Historischer Kontext: Damalige Zustände nach heutigen Standards völlig unzureichend

(21.04.2021) Bei der Bewertung des Untersuchungsberichts zu Medikamentenerprobungen spielt auch der gesellschaftliche und historische Kontext eine Rolle.

Seit seiner Gründung im Jahr 1875 setzt sich der Landesverein für Menschen ein, welche in psychosoziale Notlagen geraten waren - durch die fortschreitende Industrialisierung landeten viele Arbeitssuchende auf der Straße, die leichte Verfügbarkeit von Alkohol verschärfte die Not. Um sozialen Nöten aus christlichem Glauben zu begegnen, wurde im Jahr 1887 eine erste stationäre Einrichtung für Suchtkranke in Schleswig-Holstein errichtet und bereits damals wurde der Zusammenhang von Arbeitslosigkeit und Trunksucht und damit die sozialpsychiatrische Dimension der gesellschaftlichen Probleme erkannt, auch wenn erst im Jahr 1931 die Ricklinger Anstalten gegründet wurden, die sich explizit an Menschen mit psychischen Erkrankungen richteten.

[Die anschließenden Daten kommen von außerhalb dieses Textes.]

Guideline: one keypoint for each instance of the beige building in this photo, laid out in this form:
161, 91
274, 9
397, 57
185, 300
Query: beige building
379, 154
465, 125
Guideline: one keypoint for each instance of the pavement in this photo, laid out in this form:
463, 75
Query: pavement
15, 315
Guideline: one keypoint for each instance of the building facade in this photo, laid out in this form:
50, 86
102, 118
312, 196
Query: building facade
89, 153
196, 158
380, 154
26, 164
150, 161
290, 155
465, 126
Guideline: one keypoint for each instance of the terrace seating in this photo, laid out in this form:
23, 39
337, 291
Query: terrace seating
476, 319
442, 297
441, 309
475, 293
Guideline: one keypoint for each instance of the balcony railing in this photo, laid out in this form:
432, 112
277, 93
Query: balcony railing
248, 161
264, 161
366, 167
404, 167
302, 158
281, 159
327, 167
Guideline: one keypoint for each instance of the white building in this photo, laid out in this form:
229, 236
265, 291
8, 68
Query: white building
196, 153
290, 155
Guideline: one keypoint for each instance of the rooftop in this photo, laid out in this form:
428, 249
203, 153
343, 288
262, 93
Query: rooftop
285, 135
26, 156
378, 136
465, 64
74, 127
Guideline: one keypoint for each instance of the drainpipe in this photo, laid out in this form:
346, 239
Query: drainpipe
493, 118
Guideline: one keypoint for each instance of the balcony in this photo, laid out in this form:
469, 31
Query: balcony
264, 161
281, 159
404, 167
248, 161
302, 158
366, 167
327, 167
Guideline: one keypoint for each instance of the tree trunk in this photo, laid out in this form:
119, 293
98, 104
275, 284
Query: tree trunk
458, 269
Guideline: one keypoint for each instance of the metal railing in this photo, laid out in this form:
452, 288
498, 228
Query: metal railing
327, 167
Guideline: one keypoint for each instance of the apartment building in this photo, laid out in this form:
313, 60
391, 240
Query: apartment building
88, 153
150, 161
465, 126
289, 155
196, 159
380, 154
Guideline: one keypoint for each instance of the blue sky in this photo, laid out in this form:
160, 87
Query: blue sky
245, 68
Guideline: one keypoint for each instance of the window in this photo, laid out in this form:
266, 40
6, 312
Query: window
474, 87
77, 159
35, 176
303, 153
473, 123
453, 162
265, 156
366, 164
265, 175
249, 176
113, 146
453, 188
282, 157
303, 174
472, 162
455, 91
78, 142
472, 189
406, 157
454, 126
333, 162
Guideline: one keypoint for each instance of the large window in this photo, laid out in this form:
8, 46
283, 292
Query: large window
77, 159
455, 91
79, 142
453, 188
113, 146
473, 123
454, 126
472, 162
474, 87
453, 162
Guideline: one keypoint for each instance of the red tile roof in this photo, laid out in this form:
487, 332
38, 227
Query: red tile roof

Die Ricklinger Anstalten haben sich ab 1935 zur Aufnahme von Menschen mit psychischen Erkrankungen aus Hamburg verpflichtet. Im Zuge der nationalsozialistischen Gesundheitspolitik fanden umfangreiche Beschlagnahmungen statt und es wurden Krankenhausbaracken errichtet. Im Jahre 1950 erfolgte die Rückgabe der Abteilung „Lindenhof“ an den Landesverein mit der Verpflichtung zur Aufnahme von 500 Menschen mit psychischen Erkrankungen aus Hamburg. Die Versorgung erfolgte bis in die späten Siebziger Jahre in Krankenhaussonderbaracken aus der Zeit vor dem Zweiten Weltkrieg.

Die Erkenntnisse der Studie verdeutlichen eindringlich die widrigen Rahmenbedingungen, mit denen die Psychiatrie nach dem Zweiten Weltkrieg konfrontiert war. Die Studie weist auf eine massive Überbelegung in den fünfziger Jahren hin und kritisiert: „Der Landesverein hat die desolate Verhältnisse in den Psychiatrischen Heimen toleriert.“ Klienten wurden damals als „Bewahrungsfälle“ bezeichnet, bei denen „eine wesentliche Besserung nicht mehr zu erwarten“ sei. Bis in die Siebziger Jahre hinein seien die damaligen „Ricklinger Anstalten“ mehr als andere Häuser in Schleswig-Holstein als „Bewahr-Einrichtungen“ anzusehen. Die Form der Behandlung wird nach heutigen Standards als völlig unzureichend eingeschätzt.

Die Versorgung von Menschen mit psychischen Erkrankungen kam erst spät auf die politische Agenda: Erst 1965 sei es dem Bericht zufolge zu einer Landtagsdebatte zur Situation der psychisch Kranken im Land gekommen. Der Bericht setzt sich zudem kritisch mit der Verantwortung der damaligen Landesregierung und Ministerien für die desolaten Zustände in den Landeskrankenhäusern auseinander.